E ancora: la riduzione della spesa pubblica è alla base dell’eliminazione di voci di spesa per un totale di 29,9 miliardi di euro nel 2017. L’Italia continuerà a promuovere la razionalizzazione della spesa pubblica (servizi elettronici, focus su assistenza sociale e sanitaria, appalti) e a migliorare la riscossione delle imposte. L’avanzo primario è una garanzia di credibilità: nel 2017 ammontava a +1,7% del pil, in aumento rispetto al dato del +1,5% del 2016 e, secondo le stime, arriverà a toccare il +2% nel 2018.

La spesa pubblica italiana, comunque, secondo l’analisi del colosso dell’assicurazione dei crediti, è caratterizzata da una maggior percentuale di spesa corrente che ha ridotto la spesa per gli investimenti. Liberare risorse per l’investimento in capitale fisico e umano è essenziale.
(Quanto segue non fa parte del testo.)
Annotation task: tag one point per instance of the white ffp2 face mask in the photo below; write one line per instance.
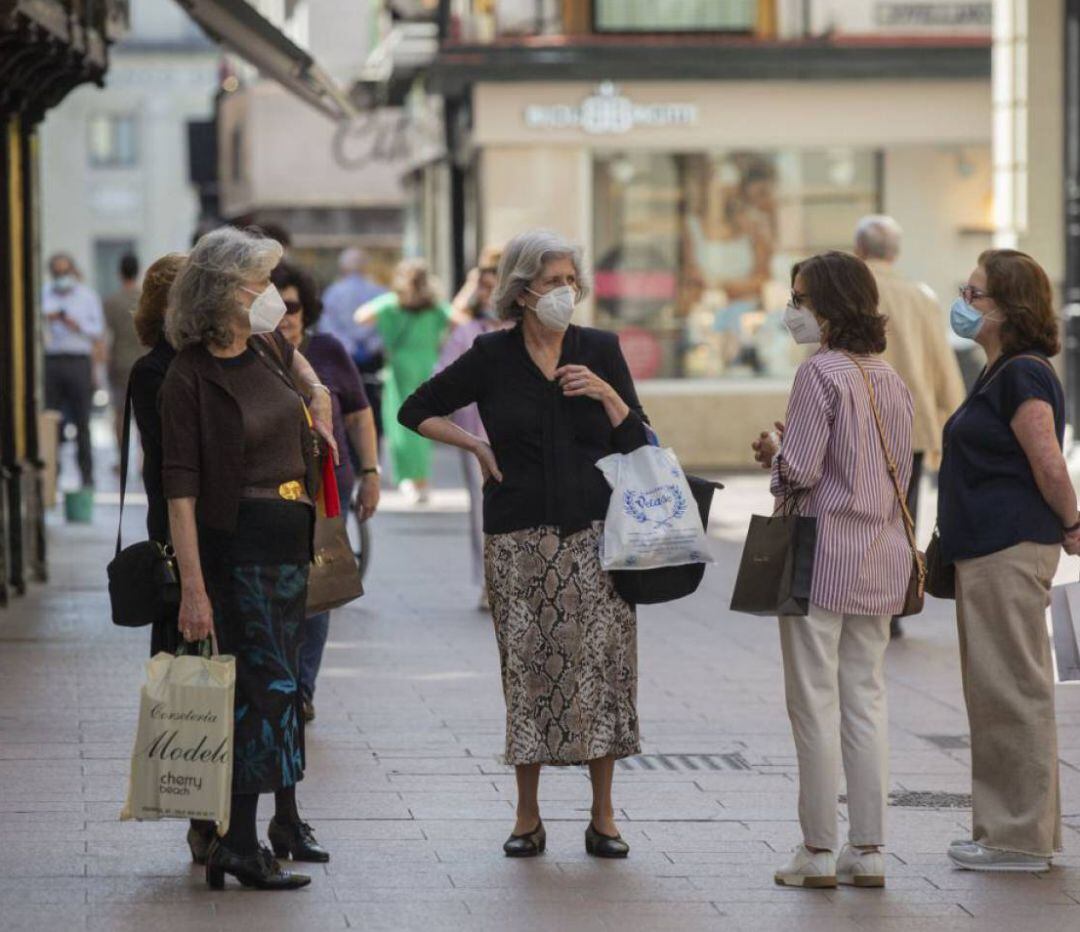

Ancor più perché i mercati finanziari hanno fiducia nella capacità di progresso dell’Italia.

Lo dimostrano le riforme fatte finora: quella della legge elettorale alla fine del 2017 ha contribuito a contenere l’incertezza politica nel periodo antecedente alle elezioni parlamentari. I rendimenti dei titoli, per esempio, hanno subito variazioni minime tra la fine del 2017 e l’inizio del 2018. Inoltre, nell’ultimo anno la performance dei mercati azionari italiani ha superato quella delle controparti europee e gli spread dei Cds (Credit default swap), sono calati a seguito delle misure implementate dall’Italia per ridurre il rischio sistemico (ricapitalizzazione e ristrutturazione di varie banche dissestate, piano di consolidamento)

Anche gli italiani sono pronti. La fiducia delle imprese è a livelli record, mentre il sentimento nazionale per le riforme è positivo.

Gli italiani sono pronti a grandi cambiamenti: due terzi degli italiani intervistati nel 2017 ritengono che siano necessarie riforme profonde, contro il 47% dei francesi e il 26% dei tedeschi. L’ampio consenso sulla necessità di riforme in Italia è un dato che accomuna tutte le generazioni ed è particolarmente elevato nei giovani (61% degli italiani tra i 16 e i 29 anni considera le riforme in modo favorevole). L’attuale congiuntura economica è il momento ideale per portare avanti riforme indispensabili.